As we weave ecstatically among cyclists and pedestrians, our arms outstretched to pull everything in and give the world a big, wet, sloppy, deep-tongue kiss, a minor note of anxiety enters at the theological speculation: "I really get confused on who would make all this/Everybody says join our religion, get to heaven." But then, to rescue us from this dreary fingerwagging image, comes the insouciant retort: "I say no thanks why bless my soul/I'm already there!" And aren't we just, though? A brief pause for reflection, the skates' rhythm slows, solemnity sets in: "Autumn is royal/As spring is clown/But to repaint summer/They're closing winter down..." Our mood deflates pensively during the fermata; we wonder if we'll ever get back as high as we were a moment ago.

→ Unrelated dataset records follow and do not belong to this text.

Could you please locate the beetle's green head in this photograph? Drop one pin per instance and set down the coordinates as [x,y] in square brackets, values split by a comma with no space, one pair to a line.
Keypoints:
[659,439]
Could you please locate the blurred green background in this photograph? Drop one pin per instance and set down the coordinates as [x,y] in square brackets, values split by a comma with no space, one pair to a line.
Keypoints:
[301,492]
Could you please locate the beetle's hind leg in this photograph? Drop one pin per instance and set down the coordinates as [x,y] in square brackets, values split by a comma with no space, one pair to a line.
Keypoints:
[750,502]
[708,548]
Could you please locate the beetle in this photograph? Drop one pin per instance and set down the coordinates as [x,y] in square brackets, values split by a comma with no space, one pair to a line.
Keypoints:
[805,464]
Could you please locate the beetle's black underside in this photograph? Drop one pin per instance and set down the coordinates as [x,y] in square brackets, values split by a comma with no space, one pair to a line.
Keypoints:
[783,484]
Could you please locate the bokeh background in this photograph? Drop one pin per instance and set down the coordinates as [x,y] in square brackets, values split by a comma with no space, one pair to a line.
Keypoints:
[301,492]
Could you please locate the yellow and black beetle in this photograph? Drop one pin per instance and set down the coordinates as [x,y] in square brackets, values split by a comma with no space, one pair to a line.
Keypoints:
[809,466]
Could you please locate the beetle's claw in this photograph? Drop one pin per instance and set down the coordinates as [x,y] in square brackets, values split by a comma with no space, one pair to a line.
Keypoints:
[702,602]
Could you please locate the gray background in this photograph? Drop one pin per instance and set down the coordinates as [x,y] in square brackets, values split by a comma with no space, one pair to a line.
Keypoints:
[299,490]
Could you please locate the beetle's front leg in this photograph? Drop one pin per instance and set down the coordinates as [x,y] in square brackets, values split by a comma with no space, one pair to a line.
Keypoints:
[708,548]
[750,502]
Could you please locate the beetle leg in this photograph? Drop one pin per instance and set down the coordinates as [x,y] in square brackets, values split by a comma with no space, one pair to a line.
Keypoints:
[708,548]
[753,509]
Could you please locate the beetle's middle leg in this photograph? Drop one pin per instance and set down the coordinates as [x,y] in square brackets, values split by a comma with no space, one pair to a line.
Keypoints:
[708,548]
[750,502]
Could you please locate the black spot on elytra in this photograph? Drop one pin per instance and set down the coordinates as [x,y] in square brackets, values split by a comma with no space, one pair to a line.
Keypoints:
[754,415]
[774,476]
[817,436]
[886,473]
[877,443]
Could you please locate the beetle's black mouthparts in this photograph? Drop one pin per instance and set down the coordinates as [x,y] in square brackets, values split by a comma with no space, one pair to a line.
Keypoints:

Then Prairie Prince's aggressively organic,
goading snare starts up again with those triplets, ta-ta-ta, ta-ta-ta, ta-ta-ta, ta-ta-POW! and we're off again, and the joy surges back so quickly, so breathtakingly quickly, that we can't contain ourselves. Tears well up, the lower lip trembles, and we find ourselves actually -- uncharacteristically, and certainly unexpectedly -- weeping, overcome by ineffable, unspoiled, unmediated, perfect joy. It's only a moment, we're big boys and big boys don't cry, but whoo! Guess I was a little more vulnerable than I thought!

Yeah, that's a good album to listen to on a spring day.

Tuesday, March 28, 2006

Begin Again

Some time back in early February I had a cord of firewood delivered to the house. As per usual practice I loaded the pile dumped by my dealer into the pickup and drove it around back behind the cabin and stacked it in its customary spot, a convenient few steps from the den fireplace. I didn't cover it with the tarp, though, because it didn't look like rain and it's a pain in the ass to anchor the big plastic sail over the wood. I left the tarp in a heap in a corner, weighted down with my maul.

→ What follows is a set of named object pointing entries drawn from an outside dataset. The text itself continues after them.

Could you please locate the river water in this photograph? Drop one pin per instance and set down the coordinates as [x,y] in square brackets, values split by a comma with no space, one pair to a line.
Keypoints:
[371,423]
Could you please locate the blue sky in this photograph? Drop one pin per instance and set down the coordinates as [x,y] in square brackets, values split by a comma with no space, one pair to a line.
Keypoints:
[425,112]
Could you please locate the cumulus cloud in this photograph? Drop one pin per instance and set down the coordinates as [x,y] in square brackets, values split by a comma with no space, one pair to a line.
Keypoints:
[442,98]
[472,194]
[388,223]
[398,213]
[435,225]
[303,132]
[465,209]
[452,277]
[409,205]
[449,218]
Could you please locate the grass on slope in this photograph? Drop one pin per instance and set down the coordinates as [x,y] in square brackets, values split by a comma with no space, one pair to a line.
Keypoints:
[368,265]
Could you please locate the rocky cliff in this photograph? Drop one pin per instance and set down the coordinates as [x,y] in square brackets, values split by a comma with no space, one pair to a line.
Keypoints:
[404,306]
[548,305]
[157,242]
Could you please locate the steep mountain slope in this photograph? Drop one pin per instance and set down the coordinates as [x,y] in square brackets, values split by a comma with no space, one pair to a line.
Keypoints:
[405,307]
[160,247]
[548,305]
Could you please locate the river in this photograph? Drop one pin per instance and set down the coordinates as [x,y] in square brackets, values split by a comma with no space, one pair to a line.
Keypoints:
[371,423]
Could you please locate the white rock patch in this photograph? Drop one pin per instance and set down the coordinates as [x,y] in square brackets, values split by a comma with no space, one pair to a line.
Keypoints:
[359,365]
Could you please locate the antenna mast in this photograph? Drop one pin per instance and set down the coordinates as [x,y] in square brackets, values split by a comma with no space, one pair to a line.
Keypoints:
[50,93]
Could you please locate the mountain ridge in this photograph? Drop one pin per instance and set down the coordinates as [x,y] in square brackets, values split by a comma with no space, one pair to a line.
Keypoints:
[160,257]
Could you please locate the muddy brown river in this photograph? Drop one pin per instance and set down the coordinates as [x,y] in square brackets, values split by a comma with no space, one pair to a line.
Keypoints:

This pile of tarp and maul stood for nearly two months. Never once did I feel any urgency to cover the firewood with it, because it never, in those two winter months -- during which we normally get enormous lashings of rain and mud and misery -- even looked like it was thinking about raining.

The ground has become dry as parchment, as dry as David Niven. Pulling the winter weeds out of the vegetable beds has been absolute cake: flick 'em with a forefinger and they come popping right out. You sneeze with the dust you raise, but it's a small price to pay.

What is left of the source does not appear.